Re: [pocl-devel] NVIDIA device backend for POCL

Pekka Jääskeläinen Mon, 18 Mar 2013 13:07:45 -0700

Hello Peter,

On 03/18/2013 07:22 PM, Peter Colberg wrote:
> In case you are familiar with the OpenCL support of the NVIDIA driver,
> it has not been getting any better with the recent CUDA 5.0 release.
> As I had to experience, their OpenCL implementation seems to be
> serial, which prevents multi-GPU scheduling, or kernel execution and
> memory transfer overlapping, when using a single host thread. I fear
> the worst case, that OpenCL support would eventually be dropped
> entirely.


I've heard about this.
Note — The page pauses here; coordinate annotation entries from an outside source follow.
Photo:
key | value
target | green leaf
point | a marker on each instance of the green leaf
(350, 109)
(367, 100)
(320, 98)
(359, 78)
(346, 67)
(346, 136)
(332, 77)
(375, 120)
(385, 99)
It's unfortunate, but understandable
business-wise for the leading player in the GPU compute game.

Of course that's bad news for the end users who could really
benefit from a wide-spread and well-supported open heterogeneous
compute API without vendor lock-in. Let's hope we can improve
the situation with pocl.

> A PTX device backend to POCL would allow users to develop portable
> OpenCL (1.2) codes now, and run them on existing installations of
> NVIDIA GPUs using the CUDA driver, until we have mature open-source
> support for AMD and NVIDIA GPUs in distributions.
>
> What do you think about this idea? Does the CUDA driver API expose
> enough functionality to implement OpenCL? How difficult would it
> be to use the NVPTX backend of LLVM for compilation?

It should be doable with the CUDA API and the LLVM NVPTX backend.
I took a look at the CUDA API some time ago with this exact idea in
mind, but didn't have the time to move forward with it.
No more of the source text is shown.